W. J. T. Mitchell imparts that "landscape is a natural scene mediated by culture. It is both a represented and presented space, both a signifier and a signified, both a frame and what a frame contains, both a real place and its simulacrum, both a package and the commodity inside the package."[20] Artists like Cooke, Church, Cole, and other mid-nineteenth-century landscape painters were conscious of the basic illusion of reality inherent in their process. That illusion of reality becomes obvious in the whimsy of paintings by John Frederick Peto, John Haberle, and others. With a hint of nostalgia, Haberle's Torn in Transit's (Brandywine River Museum) "wrapping" reveals part of a landscape painting, featuring a waterfall. Painted in the early 1890s, Torn in Transit confronts viewers with a Romantic-era landscape painting, packaged in paper and twine, and shipped from the artist "John Haberle." The waterfall, the landscape, and the landscape painting, have been exposed by Haberle as commodity, as an object of value for exchange. But he also exposes landscape painting as a fiction, as a product of discourse, and as a simple re-creation of the idea of the outdoors, meant to adorn the parlor walls of a home.

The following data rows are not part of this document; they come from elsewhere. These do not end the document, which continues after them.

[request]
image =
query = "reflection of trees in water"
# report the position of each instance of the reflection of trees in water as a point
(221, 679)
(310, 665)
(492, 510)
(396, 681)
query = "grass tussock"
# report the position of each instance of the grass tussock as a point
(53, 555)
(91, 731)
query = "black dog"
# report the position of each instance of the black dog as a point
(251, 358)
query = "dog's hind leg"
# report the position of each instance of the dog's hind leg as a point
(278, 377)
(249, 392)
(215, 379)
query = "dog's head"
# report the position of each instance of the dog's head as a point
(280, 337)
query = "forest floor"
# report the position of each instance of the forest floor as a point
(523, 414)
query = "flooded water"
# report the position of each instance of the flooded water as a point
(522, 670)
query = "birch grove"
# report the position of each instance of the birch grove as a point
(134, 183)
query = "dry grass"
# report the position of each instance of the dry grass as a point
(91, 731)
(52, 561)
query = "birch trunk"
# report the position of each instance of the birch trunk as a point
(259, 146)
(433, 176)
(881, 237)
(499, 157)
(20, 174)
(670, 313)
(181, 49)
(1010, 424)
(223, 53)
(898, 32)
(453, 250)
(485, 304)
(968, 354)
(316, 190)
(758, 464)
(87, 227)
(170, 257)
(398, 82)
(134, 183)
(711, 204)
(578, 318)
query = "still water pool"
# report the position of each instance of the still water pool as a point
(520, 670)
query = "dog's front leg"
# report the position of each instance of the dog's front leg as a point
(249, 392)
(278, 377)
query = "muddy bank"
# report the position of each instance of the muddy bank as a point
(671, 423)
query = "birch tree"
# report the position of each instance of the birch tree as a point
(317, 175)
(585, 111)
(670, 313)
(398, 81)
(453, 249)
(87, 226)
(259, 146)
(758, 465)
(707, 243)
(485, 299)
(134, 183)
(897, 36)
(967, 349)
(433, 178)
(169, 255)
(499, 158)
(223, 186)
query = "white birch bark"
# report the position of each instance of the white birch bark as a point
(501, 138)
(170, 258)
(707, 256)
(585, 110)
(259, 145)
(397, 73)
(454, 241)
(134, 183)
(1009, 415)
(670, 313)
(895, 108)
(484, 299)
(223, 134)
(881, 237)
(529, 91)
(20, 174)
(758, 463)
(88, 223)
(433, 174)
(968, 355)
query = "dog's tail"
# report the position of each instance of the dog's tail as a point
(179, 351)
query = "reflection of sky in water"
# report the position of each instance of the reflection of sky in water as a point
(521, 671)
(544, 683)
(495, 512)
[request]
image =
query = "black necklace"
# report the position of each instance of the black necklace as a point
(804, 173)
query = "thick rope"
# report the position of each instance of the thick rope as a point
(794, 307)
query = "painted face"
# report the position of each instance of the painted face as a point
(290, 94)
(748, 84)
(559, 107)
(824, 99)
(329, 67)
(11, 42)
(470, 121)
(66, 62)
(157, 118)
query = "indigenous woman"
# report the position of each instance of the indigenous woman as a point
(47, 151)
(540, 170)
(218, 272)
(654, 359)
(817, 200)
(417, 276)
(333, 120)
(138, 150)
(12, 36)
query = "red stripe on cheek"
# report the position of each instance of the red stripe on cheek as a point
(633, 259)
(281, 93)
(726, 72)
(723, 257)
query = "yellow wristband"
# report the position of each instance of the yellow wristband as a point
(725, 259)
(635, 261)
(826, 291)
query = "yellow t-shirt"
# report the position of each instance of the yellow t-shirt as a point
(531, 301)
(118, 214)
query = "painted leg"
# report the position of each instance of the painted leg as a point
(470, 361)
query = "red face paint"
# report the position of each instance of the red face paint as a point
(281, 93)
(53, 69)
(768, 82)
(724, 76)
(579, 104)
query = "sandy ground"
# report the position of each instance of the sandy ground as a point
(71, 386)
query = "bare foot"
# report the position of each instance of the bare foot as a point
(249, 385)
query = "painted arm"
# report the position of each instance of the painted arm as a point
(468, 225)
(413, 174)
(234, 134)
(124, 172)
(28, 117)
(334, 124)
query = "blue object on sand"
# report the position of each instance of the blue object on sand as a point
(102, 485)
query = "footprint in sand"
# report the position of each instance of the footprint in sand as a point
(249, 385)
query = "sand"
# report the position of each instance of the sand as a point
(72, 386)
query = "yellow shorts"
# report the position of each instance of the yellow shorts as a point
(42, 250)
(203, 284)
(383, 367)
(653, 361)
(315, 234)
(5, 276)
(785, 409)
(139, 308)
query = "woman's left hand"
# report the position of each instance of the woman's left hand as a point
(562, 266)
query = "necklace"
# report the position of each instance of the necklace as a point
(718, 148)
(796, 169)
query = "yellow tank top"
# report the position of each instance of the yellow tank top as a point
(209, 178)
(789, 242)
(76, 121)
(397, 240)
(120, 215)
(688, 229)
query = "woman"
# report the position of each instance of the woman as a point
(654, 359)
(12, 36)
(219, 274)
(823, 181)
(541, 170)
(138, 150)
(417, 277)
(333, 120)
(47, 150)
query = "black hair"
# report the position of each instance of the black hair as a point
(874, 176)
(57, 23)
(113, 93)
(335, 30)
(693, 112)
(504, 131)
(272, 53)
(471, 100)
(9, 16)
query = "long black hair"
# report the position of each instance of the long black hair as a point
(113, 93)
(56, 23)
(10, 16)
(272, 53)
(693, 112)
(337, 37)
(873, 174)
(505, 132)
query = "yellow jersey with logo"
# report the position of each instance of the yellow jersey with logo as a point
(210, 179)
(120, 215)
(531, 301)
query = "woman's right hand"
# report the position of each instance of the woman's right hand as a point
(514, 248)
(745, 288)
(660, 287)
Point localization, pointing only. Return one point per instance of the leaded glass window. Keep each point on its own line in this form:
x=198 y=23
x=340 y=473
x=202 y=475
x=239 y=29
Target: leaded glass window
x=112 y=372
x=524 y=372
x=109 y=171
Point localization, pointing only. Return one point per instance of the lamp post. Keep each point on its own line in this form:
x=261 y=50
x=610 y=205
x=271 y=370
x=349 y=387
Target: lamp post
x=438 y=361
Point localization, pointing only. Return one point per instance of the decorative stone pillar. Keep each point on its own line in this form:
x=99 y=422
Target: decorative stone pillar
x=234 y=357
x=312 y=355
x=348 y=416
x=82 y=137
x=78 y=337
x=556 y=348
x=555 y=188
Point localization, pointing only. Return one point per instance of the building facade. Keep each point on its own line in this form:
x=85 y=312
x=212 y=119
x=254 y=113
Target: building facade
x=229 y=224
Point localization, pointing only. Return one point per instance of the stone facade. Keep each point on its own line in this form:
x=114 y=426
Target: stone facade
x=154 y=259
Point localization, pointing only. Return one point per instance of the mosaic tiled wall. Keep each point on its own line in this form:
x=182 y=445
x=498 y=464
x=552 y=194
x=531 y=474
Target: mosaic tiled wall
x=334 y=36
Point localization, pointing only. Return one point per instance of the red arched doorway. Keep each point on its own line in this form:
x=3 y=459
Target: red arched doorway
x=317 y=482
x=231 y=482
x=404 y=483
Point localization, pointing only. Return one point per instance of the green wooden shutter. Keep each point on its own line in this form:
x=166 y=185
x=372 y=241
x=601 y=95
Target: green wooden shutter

Both Cooke's painting of Tallulah Falls and a companion painting, no longer extant, of nearby Toccoa Falls, were owned by R. L. Moss, the operator of a resort hotel at Tallulah Falls. As artist, Cooke captured, reported, and enframed the sublime falls, with all of its religious, national, and spiritual connotations. As patron, one who was making a livelihood from tourism at the falls, Moss displayed the painting to decorate his walls, to celebrate the region in which he resided, and, by extension and intent, to reconfirm his role as a bearer and shaper of the American landscape, of the American social vision and millennial promise in the mid-nineteenth century. American artists, writers, and tourists to Tallulah Falls made aesthetic, national, and religious use of its nature and its sublime associations. American tourists and painters delineated the falls at Tallulah, and at Kaaterskill and Niagara and other American sites, in specific contrast with the picturesque character and historical associations of Old World waterfalls. Waterfalls in North America, like Tallulah, functioned as emblems of unsullied and commanding wilderness. The landscape of Europe was about the Past; the masculine power and majesty of the New World landscape, hung as works of art indoors, were about the Present and the Future.